Brève incise sur l’homme au loup
Auteur : Thierry Jean 18/11/2011
Brève incise sur l’homme au loup
Dans le séminaire 1, Lacan pose la question du désir de Freud comme ayant pu conditionner l’accident tardif de la psychose de l’homme au loup.
Pour rappel, c’est après l’interruption par Freud de sa psychanalyse que l’homme au loup est adressé à Ruth Brunswick pour un état hypochondriaque dont la première apparition date de 1924 par un bouton sur le nez à l’aspect étrange.
Suit une lésion de grattage puis l’idée que tout le monde regarde le trou sur son nez.
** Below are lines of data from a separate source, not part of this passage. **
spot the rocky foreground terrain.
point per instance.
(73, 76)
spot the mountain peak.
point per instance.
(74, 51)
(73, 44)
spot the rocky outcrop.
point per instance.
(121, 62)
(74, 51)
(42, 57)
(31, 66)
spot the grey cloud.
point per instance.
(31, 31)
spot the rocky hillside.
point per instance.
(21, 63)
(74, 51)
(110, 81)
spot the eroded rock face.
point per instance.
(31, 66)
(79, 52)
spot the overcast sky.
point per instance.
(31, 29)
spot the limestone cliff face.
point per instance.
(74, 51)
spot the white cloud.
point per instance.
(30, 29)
Ainsi mutilé, il ne pouvait continuer à vivre avec secondairement installation d’un délire de persécution à l’endroit du milieu médical.
Le trou de l’homme au loup apparaît ainsi comme l’objet, incarcéré, qui contamine le champ de sa réalité.
Il est important à cet endroit de rappeler une note de Freud : « il se plaignait, dit-il, de ce que pour lui l’univers était enveloppé d’un voile ou bien de ce qu’il était séparé de l’univers par un voile. »
Ce voile ne se déchirait qu’à un seul moment quand sous l’influence de lavements, le contenu intestinal sortait de l’intestin.